Sandy Hook Promise - mikeleeorg
http://www.sandyhookpromise.org/

======
kls
There is a lot of couched language in that link while avoiding saying what
they stand for but yet they are encouraging people to sign a petition while
not really clarifying where they stand on the issues at times even dodging the
question of what kind of reforms they support. I am a little skeptical and I
think it is dubious to ask people to sign a vague promise when in all reality
it will most likely be used to signal broad support of issues that they are
not clearly articulating to the people they are asking to sign the promise.

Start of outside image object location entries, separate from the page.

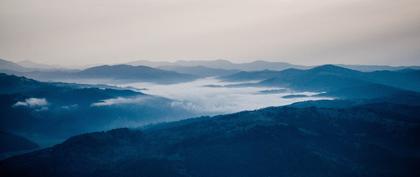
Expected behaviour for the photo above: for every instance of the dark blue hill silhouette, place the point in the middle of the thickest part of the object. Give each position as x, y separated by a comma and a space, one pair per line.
338, 81
10, 142
58, 110
364, 140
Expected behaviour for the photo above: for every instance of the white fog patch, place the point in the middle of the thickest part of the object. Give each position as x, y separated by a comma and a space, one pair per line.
197, 96
122, 100
32, 102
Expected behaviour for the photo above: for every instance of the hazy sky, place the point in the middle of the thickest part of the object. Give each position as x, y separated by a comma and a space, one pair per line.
77, 32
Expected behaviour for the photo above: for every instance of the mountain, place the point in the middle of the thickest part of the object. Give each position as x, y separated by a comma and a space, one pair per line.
37, 66
249, 76
201, 71
364, 140
337, 81
133, 73
51, 112
10, 142
222, 64
370, 68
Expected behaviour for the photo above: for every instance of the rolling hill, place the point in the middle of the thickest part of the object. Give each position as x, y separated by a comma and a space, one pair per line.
365, 140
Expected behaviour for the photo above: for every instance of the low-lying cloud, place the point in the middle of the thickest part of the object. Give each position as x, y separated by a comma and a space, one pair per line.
121, 100
32, 102
197, 97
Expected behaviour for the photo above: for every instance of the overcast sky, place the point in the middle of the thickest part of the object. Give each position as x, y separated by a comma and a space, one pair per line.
78, 32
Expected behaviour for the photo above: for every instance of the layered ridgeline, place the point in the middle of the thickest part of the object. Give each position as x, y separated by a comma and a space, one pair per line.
10, 143
337, 81
56, 110
375, 139
105, 73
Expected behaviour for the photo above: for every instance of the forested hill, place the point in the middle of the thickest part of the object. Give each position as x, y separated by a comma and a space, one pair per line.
379, 139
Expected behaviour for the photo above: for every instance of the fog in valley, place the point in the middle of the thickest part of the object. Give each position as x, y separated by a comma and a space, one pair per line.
210, 96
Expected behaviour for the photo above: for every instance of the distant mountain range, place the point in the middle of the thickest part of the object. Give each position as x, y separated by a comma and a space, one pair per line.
110, 73
200, 71
221, 64
257, 65
378, 139
337, 81
162, 72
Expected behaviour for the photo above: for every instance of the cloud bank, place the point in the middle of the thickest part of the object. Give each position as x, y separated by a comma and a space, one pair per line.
32, 102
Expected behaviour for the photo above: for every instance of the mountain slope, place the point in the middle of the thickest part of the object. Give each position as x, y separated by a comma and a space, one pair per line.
364, 140
10, 142
53, 111
222, 64
337, 81
201, 71
133, 73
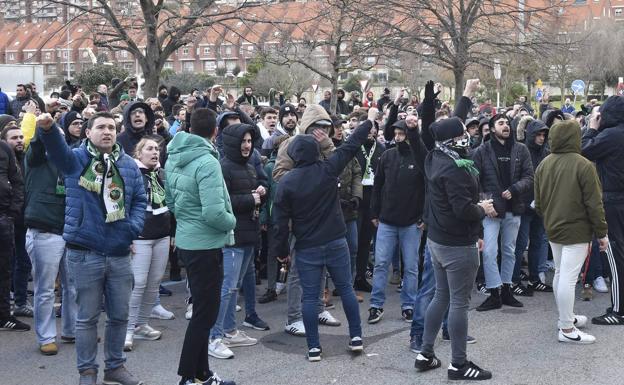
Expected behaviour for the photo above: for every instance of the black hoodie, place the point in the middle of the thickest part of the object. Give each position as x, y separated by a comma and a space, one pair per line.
130, 137
240, 179
308, 195
605, 147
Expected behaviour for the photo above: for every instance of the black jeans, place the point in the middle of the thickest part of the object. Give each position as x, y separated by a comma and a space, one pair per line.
7, 247
204, 270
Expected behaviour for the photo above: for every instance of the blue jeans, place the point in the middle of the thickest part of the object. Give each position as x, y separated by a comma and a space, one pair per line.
234, 259
352, 239
388, 237
508, 228
94, 275
531, 232
310, 263
47, 252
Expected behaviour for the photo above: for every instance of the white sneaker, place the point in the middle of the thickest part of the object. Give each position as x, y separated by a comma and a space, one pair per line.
159, 312
325, 318
600, 285
238, 338
296, 329
576, 337
580, 321
189, 311
217, 349
128, 342
146, 332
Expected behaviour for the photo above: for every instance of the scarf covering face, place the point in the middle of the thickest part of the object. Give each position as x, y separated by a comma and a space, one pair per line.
102, 176
155, 190
466, 164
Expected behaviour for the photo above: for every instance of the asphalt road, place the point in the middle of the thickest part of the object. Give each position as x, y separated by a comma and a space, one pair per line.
518, 345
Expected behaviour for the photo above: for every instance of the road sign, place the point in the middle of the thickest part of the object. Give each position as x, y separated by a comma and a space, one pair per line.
539, 94
578, 86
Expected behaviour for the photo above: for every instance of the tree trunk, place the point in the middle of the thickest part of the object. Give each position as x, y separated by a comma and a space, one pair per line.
459, 83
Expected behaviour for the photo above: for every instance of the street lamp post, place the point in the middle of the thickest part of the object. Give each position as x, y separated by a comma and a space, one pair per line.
497, 76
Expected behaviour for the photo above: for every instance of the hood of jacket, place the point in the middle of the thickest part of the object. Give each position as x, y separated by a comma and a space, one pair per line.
611, 112
565, 137
533, 126
149, 114
232, 138
185, 148
312, 114
304, 150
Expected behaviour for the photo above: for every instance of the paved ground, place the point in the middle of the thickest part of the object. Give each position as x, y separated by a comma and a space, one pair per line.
518, 345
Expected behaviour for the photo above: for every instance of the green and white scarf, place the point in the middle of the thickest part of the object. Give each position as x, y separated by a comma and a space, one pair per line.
101, 176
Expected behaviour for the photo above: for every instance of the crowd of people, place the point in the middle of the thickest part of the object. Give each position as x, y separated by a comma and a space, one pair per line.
102, 193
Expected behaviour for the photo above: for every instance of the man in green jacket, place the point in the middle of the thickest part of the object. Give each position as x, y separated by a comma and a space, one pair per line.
568, 196
197, 196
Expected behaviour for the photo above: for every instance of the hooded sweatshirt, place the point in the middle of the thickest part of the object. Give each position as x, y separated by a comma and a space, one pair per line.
240, 178
567, 189
308, 195
131, 136
197, 195
605, 147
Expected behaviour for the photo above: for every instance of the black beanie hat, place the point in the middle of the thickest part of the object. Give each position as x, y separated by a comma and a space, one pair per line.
446, 129
285, 109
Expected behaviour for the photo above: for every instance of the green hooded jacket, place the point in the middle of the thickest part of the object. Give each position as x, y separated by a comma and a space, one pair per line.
197, 195
567, 189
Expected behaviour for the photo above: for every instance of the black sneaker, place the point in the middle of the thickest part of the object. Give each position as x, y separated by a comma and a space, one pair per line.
539, 286
269, 296
361, 284
491, 303
314, 354
468, 372
424, 363
608, 318
13, 324
408, 315
507, 297
375, 315
356, 344
523, 291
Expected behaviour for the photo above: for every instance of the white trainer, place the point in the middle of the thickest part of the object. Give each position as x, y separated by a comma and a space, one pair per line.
576, 337
296, 329
189, 311
159, 312
325, 318
217, 349
238, 338
146, 332
600, 285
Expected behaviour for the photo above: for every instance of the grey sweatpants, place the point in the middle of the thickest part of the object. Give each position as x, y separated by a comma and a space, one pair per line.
455, 269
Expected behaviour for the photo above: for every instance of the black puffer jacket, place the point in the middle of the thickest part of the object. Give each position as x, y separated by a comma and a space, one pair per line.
11, 183
240, 178
399, 189
521, 171
605, 147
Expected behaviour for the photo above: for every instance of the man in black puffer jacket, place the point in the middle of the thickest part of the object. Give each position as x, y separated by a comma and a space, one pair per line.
505, 173
532, 232
246, 195
397, 208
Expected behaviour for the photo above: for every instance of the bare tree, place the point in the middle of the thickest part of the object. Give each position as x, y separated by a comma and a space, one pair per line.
328, 38
457, 33
150, 30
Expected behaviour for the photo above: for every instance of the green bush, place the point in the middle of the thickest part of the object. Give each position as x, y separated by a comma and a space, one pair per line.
91, 77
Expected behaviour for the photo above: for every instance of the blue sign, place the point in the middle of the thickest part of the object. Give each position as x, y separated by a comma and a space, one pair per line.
578, 86
539, 94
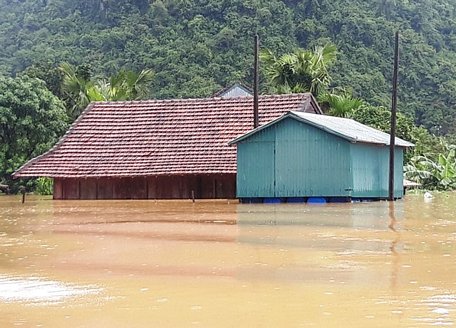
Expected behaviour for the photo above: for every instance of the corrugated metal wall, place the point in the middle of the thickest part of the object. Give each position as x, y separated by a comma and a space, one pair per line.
256, 165
370, 164
293, 159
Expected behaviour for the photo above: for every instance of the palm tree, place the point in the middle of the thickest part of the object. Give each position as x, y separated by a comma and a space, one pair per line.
125, 85
74, 87
301, 71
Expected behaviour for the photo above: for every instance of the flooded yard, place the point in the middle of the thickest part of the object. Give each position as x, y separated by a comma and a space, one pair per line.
224, 264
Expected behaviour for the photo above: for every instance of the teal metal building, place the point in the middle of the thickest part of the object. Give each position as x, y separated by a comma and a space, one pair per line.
301, 155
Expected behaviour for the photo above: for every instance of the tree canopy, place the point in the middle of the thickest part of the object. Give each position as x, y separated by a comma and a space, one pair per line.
31, 121
198, 47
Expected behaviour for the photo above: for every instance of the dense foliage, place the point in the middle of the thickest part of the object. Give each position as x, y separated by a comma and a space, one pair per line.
197, 47
31, 120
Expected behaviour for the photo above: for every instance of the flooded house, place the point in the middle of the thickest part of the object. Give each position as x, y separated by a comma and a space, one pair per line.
301, 156
157, 149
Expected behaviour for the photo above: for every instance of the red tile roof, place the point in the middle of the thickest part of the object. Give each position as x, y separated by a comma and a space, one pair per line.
158, 137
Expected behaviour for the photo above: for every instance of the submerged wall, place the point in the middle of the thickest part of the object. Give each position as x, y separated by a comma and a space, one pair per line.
294, 159
158, 187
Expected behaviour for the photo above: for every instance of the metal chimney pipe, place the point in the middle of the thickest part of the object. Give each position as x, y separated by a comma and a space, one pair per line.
256, 82
393, 120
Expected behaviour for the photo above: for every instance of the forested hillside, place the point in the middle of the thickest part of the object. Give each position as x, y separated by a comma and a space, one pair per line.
198, 46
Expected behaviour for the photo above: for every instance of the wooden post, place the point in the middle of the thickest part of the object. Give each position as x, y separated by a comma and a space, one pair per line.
256, 82
393, 120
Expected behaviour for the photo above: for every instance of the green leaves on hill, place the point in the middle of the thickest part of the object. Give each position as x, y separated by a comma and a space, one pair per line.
300, 71
80, 89
31, 121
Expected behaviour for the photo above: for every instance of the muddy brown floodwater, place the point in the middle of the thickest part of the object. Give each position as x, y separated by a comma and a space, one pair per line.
224, 264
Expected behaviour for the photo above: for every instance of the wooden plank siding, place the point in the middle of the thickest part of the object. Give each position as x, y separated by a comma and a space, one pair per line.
155, 187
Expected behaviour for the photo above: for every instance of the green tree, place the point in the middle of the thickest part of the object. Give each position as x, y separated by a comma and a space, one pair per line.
80, 89
434, 171
300, 71
31, 121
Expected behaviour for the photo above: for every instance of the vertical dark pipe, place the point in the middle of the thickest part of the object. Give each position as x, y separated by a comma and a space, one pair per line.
256, 81
393, 120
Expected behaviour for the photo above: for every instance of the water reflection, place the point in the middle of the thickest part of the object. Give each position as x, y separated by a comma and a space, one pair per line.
208, 264
40, 291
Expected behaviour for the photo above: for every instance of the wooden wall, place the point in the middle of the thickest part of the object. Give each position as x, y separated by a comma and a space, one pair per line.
158, 187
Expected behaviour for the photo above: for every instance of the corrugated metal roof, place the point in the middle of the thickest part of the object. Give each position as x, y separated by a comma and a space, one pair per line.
345, 128
235, 90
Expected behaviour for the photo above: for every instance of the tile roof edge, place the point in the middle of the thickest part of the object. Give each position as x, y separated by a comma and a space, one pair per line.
17, 173
145, 101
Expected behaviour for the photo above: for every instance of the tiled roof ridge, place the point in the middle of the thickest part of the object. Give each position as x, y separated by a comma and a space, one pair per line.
59, 143
208, 99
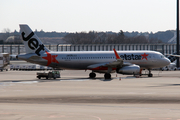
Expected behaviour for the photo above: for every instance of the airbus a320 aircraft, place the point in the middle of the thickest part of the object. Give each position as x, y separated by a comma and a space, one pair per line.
122, 62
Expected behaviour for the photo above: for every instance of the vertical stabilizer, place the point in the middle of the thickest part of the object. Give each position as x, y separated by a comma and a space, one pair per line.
31, 42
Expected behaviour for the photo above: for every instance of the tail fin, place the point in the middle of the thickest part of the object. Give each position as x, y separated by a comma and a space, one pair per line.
31, 42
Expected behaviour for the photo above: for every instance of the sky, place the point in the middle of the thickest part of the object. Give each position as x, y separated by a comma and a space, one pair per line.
89, 15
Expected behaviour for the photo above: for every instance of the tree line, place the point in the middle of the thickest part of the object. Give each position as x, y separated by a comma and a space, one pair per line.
93, 37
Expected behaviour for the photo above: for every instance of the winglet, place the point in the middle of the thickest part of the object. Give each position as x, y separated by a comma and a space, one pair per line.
116, 54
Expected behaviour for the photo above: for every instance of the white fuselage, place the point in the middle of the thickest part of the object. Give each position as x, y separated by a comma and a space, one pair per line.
83, 59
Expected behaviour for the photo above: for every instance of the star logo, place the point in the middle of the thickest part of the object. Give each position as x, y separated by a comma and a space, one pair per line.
144, 56
50, 58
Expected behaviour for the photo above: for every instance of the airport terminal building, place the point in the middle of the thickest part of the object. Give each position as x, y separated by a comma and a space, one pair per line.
163, 48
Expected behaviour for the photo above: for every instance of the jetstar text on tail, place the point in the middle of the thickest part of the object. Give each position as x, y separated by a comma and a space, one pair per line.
33, 43
134, 57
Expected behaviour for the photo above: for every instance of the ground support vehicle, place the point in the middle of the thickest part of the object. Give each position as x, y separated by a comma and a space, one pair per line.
52, 74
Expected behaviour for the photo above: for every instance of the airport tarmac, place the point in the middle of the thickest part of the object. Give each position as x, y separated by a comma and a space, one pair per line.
76, 97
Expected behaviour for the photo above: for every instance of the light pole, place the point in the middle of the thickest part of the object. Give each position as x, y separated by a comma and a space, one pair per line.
177, 33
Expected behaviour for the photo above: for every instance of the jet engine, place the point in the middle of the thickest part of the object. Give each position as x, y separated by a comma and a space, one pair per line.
131, 69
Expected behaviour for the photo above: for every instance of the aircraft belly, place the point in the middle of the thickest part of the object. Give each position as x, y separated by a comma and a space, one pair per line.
75, 64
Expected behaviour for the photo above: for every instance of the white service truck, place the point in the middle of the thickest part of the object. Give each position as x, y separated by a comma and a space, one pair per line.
4, 61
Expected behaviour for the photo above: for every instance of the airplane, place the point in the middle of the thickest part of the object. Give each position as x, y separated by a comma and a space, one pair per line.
107, 62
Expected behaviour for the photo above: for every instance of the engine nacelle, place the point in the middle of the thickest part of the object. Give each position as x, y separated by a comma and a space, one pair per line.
131, 69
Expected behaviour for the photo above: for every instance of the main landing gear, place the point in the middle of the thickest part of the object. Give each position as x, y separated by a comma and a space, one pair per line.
150, 74
106, 75
92, 75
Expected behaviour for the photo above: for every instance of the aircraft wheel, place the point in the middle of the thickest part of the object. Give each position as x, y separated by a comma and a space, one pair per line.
150, 75
92, 75
107, 76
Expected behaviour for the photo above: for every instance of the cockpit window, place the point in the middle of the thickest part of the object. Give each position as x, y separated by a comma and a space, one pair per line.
162, 56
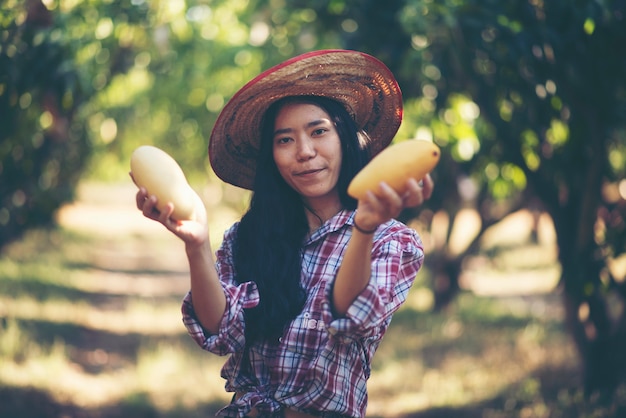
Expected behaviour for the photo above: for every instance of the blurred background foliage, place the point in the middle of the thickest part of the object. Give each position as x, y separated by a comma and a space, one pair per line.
526, 99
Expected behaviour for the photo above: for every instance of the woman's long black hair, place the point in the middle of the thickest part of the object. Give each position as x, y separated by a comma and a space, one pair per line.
271, 233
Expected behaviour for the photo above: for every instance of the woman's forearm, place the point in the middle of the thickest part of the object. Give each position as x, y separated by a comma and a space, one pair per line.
207, 293
354, 272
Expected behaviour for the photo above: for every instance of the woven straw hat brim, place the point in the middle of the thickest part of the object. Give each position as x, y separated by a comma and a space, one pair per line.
362, 83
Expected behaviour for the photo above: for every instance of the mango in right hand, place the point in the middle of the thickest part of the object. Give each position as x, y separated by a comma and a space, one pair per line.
156, 171
395, 165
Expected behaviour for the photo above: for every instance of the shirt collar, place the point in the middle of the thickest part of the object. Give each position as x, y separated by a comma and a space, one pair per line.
342, 218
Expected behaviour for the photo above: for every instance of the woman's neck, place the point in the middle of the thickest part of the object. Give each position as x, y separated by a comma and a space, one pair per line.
318, 211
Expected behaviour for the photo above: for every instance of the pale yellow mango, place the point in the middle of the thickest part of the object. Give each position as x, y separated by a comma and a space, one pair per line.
395, 165
156, 171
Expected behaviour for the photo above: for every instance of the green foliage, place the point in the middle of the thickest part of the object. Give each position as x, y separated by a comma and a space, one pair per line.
42, 150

 _Another of the group's founders, Tim Makris, acknowledged that eventually
the organization probably would begin taking positions on proposed legislation
or other changes._

I think it's pretty evident which way they lean and pretty unethical to
obscure that. This is the worst part of the aftermath of these tragedies many
of the people are used as pawns in peoples long running agendas.

[http://www.latimes.com/news/nation/nationnow/la-na-nn-
newtow...](http://www.latimes.com/news/nation/nationnow/la-na-nn-newtown-
guns-20130114,0,2630770.story)

------
bifrost
Like the other commenters, I'm not given much insight into what this group is
supposed to do. If their aim is to prevent tragedies in schools, they should
probably be a bit more direct.

------
samstave
One thing to start promising is acurate and open investigation into such
events.

Just look at this event and how many errors, omissions and down right weird
pieces of information have come out.

If there is one thing I am sure of with respect to this event, it is that I
have NO idea what really occurred and I do not feel I can trust any single
figure to tell me the truth.